A Thai friend of mine, an architect, shed some light on the issue a few years ago. She has no aircon at her home in Prachachuen, way to expensive to pay the bills, she says, so she sleeps sweating in 35-40 degrees, under a fan…. and as the opposite extreme, she has to endure constant 18-degree temperatures during the day in the office near Siam square. It is automatic, can’t be adjusted, and is considered elegant: she says the company wouldn’t be taken seriously by potential upper-class customers if they didn’t have nice cold offices, and employees enjoy being cold anyway, after being so hot at home all the time. What the…. ?! I mean, over here, where offices sometimes have aircon, the standard temperature would be nice and pleasant 23-25 degrees – same as with the heating during the winter. People don’t like to be cold here. Thais seem to enjoy shivering, at least “mentally” if not physically – it seems to give them a sense of status: “I don’t have to be hot any more, now I can work in a nice cold office, wow!” The colder, the more elegant, simply put. My Thai boyfriend, brought up in small village in Loei, commented that he doesn’t like cold, although he thought he should. He was kind of ashamed of not being able to put up with freezing temperatures, as it was a sign of his simple, poor background. Is this healthy? Is this normal? And…. isn’t this crazy?!

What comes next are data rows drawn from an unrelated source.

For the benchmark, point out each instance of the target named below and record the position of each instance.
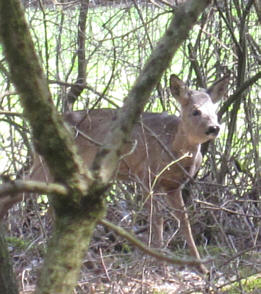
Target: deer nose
(213, 130)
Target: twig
(152, 252)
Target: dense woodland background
(91, 53)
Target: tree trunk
(7, 281)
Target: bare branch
(184, 19)
(152, 252)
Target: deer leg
(155, 224)
(176, 202)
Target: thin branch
(161, 56)
(14, 187)
(238, 93)
(152, 252)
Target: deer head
(198, 110)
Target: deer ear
(179, 90)
(218, 89)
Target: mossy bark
(66, 249)
(7, 280)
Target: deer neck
(182, 145)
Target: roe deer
(157, 139)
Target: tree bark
(79, 210)
(7, 279)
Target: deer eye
(196, 112)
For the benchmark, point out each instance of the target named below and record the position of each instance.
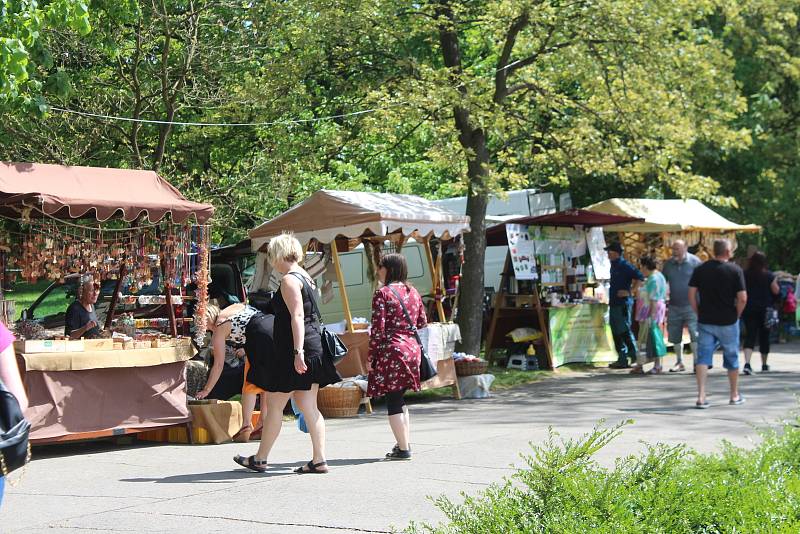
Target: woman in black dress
(297, 365)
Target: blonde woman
(249, 333)
(297, 365)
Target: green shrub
(664, 489)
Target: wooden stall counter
(92, 394)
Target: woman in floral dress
(651, 311)
(394, 353)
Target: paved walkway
(458, 446)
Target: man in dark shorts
(719, 284)
(624, 279)
(81, 318)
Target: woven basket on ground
(471, 367)
(339, 401)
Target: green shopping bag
(657, 339)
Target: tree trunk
(473, 139)
(470, 308)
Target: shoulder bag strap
(310, 291)
(408, 317)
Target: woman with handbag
(759, 314)
(651, 311)
(394, 350)
(297, 365)
(11, 379)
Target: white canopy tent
(327, 216)
(669, 215)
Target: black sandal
(259, 466)
(311, 467)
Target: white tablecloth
(440, 340)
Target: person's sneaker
(736, 402)
(398, 454)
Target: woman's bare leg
(307, 403)
(272, 420)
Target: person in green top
(651, 310)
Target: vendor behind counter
(81, 317)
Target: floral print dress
(393, 349)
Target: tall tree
(556, 90)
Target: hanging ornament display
(201, 280)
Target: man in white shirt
(678, 271)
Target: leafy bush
(664, 489)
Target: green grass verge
(665, 489)
(503, 379)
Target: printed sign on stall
(581, 334)
(600, 261)
(522, 252)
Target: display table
(84, 395)
(439, 340)
(580, 333)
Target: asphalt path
(458, 446)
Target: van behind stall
(355, 273)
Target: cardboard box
(74, 345)
(99, 344)
(33, 346)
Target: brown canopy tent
(84, 390)
(68, 192)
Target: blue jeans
(709, 335)
(619, 317)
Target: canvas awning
(101, 193)
(670, 215)
(496, 235)
(327, 214)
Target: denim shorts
(677, 318)
(727, 337)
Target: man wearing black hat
(624, 279)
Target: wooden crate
(200, 436)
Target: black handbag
(426, 368)
(15, 449)
(332, 347)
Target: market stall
(550, 283)
(110, 227)
(333, 222)
(664, 221)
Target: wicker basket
(471, 367)
(339, 401)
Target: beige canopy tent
(670, 215)
(667, 220)
(69, 192)
(328, 216)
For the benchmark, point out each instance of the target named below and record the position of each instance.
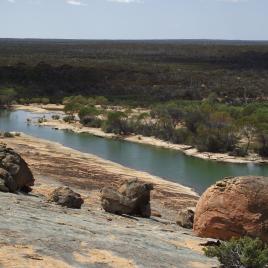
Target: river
(169, 164)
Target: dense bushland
(208, 125)
(240, 253)
(140, 72)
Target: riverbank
(35, 233)
(186, 149)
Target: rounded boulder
(234, 207)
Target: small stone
(186, 218)
(132, 198)
(66, 197)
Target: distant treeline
(141, 71)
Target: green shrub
(68, 118)
(91, 121)
(8, 135)
(116, 123)
(241, 253)
(55, 117)
(41, 120)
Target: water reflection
(169, 164)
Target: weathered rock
(66, 197)
(132, 198)
(186, 218)
(14, 171)
(234, 207)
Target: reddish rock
(234, 207)
(15, 171)
(66, 197)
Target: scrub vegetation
(211, 95)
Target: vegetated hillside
(144, 71)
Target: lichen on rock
(15, 174)
(234, 207)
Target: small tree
(116, 123)
(240, 253)
(7, 95)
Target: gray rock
(132, 198)
(66, 197)
(186, 218)
(14, 171)
(3, 187)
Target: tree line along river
(169, 164)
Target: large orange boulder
(234, 207)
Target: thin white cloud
(75, 3)
(126, 1)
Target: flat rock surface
(36, 233)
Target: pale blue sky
(135, 19)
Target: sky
(135, 19)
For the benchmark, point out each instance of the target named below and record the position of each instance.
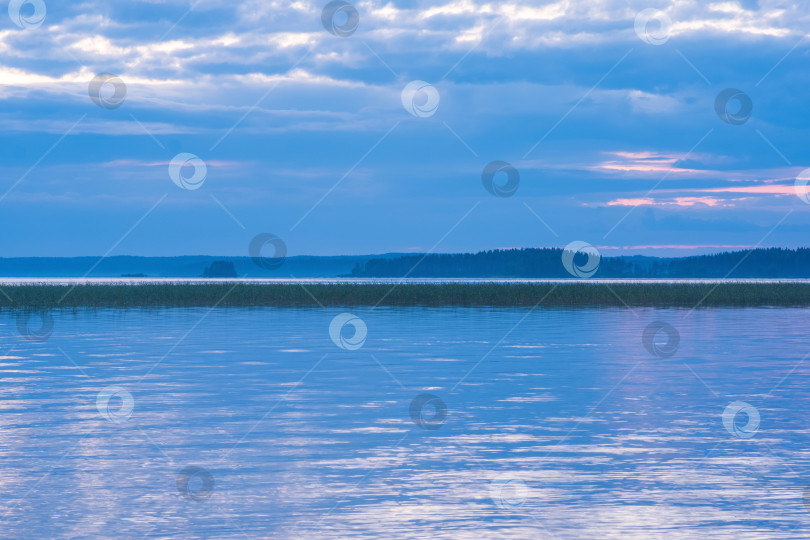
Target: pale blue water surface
(558, 424)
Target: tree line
(547, 263)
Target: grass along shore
(579, 293)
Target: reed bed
(38, 296)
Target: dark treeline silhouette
(547, 263)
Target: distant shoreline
(567, 294)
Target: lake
(406, 423)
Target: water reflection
(552, 423)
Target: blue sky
(304, 134)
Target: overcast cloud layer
(616, 139)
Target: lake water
(306, 281)
(406, 423)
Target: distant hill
(546, 263)
(512, 263)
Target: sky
(190, 127)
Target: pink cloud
(676, 201)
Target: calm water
(544, 424)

I was quite proud of myself when I figured out a way to survive my days at school: aircon can be a discipline method. I know this is not taiwan-blogs, but I guess it would work with Thai kids as well if you happen to have an aircon classroom. The trick is simple: I have NEVER seen kids (especially those aged 6-10) shut up and listen attentively as quickly and nicely as when I threatened to switch off the aircon in the classroom, the pretext being that it was way too noisy to manage a bunch of messy, noisy, naughty children. They could not possibly imagine a harsher punishment. Of course it can’t be overdone, but it works miracles, they would do everything for the right to shiver. It was amazing to see their aircon lives: jumping from a cold apartment to a cold car or schoolbus, into a cold classroom, cold shopping mall, cold fastfood restaurant – and as a result, at the age of six or seven, sweating and complaining if it was above 30, and they had to be forced to go out to the playground and have some fresh air between two lessons of reading and writing. Urban Thailand is heading this way…. it seems to be a waste of money, by the way. About two years ago I read about a Thai government initiative to allow officials to take off their jackets at work and have slightly higher temperatures in the offices: I have no idea how it went down with the public, if anybody has taken up the issue of the huge electricity bills for excessive cold. And somehow it feels dangerous to me if a generation or social class is increasingly brought up not to be able to withstand weather as it is, living their lives at a constant artificial 20 degrees…. Parallel with white skin, shivering seems to become a status symbol, to break completely with the lives of previous generations and other social classes still toiling on the rice paddies, hot and tanned.